Three reasons why Networking is a pain in the IaaS, and how to fix it

In this post I share the slides, audio recording, and short outline of a presentation I gave at the Melbourne VMUG conference (Feb 2014) called “Three reasons why Networking is a pain in the IaaS, and how to fix it”.

As network technologists we know that when the compute architecture changes, the network architecture changes with it. Consider the precedent. The transition from mainframe to rack servers brought about Ethernet and top-of-rack switches. Blade servers introduced the blade switch and a cable-less network. And of course the virtual server necessitating the software virtual switch and a hardware-less network. At each iteration, we observe the architecture change occurring at the edge, directly adjacent to compute.

We can look at this superficially and say, “yes, the network architecture changed”. However if you think about it, the catalyzing change in each shift was the operational model, with intent to increase agility and reduce costs. The architecture change was consequential. Without compute, there is no reason for a network. Networking, both as a profession and technology, exists as a necessary service layer for computing. Without a network, computing is practically useless. As such, the capabilities of the network will either enable or impede computing. Viewed in that light, when an organization decides to change the operational model of computing (virtualization, IaaS), the operational model of the network must evolve with it. If not, the “Network” becomes the impediment to the organization, not an enabler. (Hint: you don’t want to be on the receiving end of that).

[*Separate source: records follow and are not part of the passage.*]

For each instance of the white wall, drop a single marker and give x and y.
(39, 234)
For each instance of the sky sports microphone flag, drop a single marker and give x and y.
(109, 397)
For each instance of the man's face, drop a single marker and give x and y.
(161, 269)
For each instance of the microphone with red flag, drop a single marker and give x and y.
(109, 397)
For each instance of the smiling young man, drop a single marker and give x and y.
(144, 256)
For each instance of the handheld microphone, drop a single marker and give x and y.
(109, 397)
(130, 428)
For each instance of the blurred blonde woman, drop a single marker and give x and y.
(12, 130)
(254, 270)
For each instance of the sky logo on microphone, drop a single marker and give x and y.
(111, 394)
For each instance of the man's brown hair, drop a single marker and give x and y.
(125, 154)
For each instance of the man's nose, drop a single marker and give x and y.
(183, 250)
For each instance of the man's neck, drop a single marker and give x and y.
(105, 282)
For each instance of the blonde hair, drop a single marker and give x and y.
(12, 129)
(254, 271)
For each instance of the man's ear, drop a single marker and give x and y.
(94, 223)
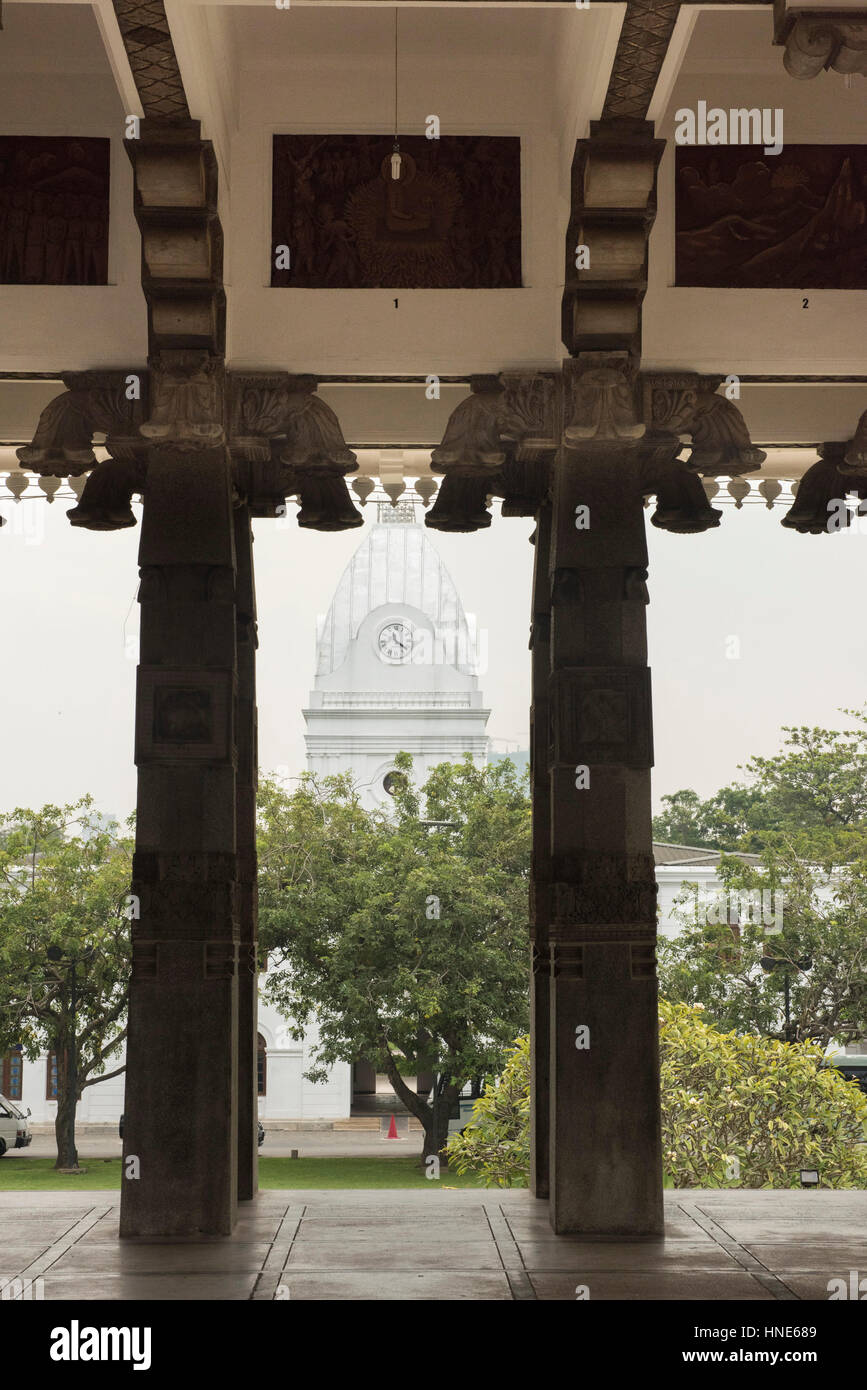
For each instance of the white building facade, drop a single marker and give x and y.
(395, 670)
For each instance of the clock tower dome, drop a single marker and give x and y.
(396, 663)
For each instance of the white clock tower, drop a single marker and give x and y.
(396, 663)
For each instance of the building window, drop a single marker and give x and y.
(13, 1070)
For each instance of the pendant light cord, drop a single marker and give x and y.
(395, 74)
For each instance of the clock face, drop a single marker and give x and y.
(396, 641)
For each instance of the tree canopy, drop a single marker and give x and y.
(405, 934)
(64, 947)
(812, 794)
(805, 818)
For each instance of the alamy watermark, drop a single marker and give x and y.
(757, 906)
(738, 125)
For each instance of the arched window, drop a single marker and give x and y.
(13, 1070)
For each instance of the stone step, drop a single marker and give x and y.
(373, 1123)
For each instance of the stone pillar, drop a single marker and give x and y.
(605, 1111)
(539, 906)
(181, 1108)
(248, 779)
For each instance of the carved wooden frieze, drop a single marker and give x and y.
(685, 403)
(820, 503)
(53, 210)
(152, 57)
(787, 221)
(602, 399)
(500, 441)
(450, 221)
(819, 39)
(184, 716)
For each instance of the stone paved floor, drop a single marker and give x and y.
(441, 1246)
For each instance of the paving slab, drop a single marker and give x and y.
(432, 1244)
(409, 1254)
(399, 1287)
(678, 1255)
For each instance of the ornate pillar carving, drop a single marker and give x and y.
(605, 1126)
(539, 890)
(248, 888)
(285, 442)
(498, 442)
(193, 729)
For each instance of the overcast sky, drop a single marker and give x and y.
(791, 601)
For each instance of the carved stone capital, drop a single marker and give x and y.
(500, 441)
(185, 401)
(93, 402)
(681, 502)
(286, 441)
(819, 508)
(600, 399)
(819, 39)
(685, 403)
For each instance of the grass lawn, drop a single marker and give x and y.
(38, 1173)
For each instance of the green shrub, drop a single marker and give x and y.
(496, 1140)
(738, 1111)
(746, 1111)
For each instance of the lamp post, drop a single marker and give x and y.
(769, 965)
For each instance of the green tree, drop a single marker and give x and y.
(405, 936)
(813, 984)
(64, 948)
(496, 1140)
(737, 1112)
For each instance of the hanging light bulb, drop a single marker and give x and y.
(396, 145)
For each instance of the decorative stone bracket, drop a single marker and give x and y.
(502, 439)
(819, 39)
(282, 438)
(820, 505)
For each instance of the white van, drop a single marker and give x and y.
(14, 1126)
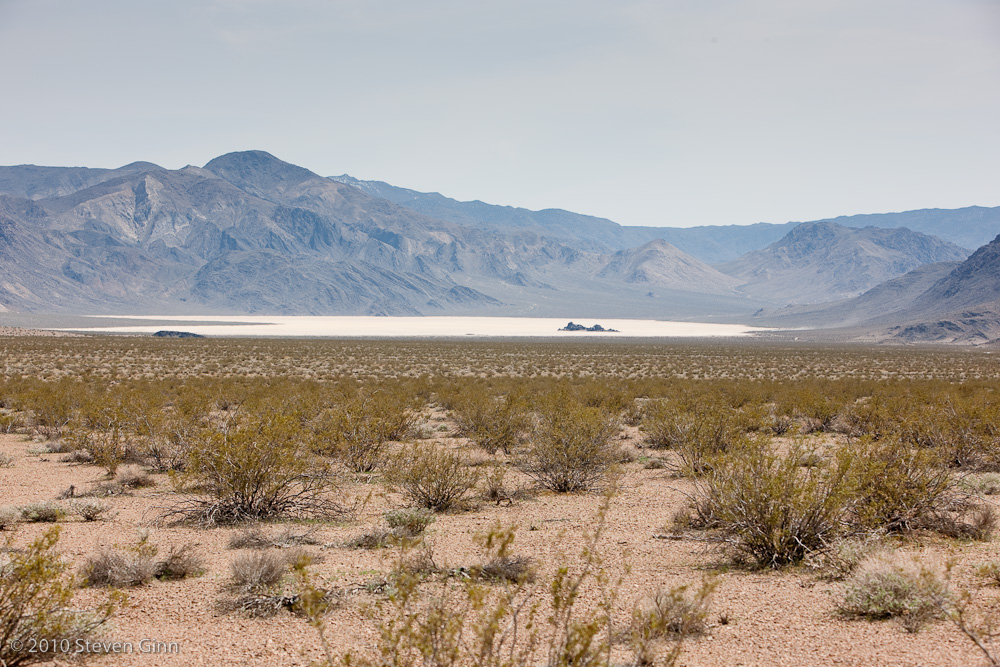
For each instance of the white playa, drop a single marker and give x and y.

Static compute > Static network
Virtual compute > Virtual network
Infrastructure as a Service > Networking as a Service

Audio Recording (MP3) 44 min

Click here to download the MP3

Three reasons: Outline

1) Impedance Mismatch

Deploying legacy non-virtual networking with virtual computing creates an operational impedance mismatch. Virtual computing provides instant provisioning, mobility, and template based deployments. Despite these advances, the virtual compute is still coupled to network services that are slow to provision, anchored to specific physical equipment, and manually deployed at the risk of configuration drift and human error. The full potential of virtualization and the IaaS cannot be realized. Simply creating virtual machine equivalents of Firewalls and Load Balancers doesn’t change the operational model of network services, it only changes the form factor.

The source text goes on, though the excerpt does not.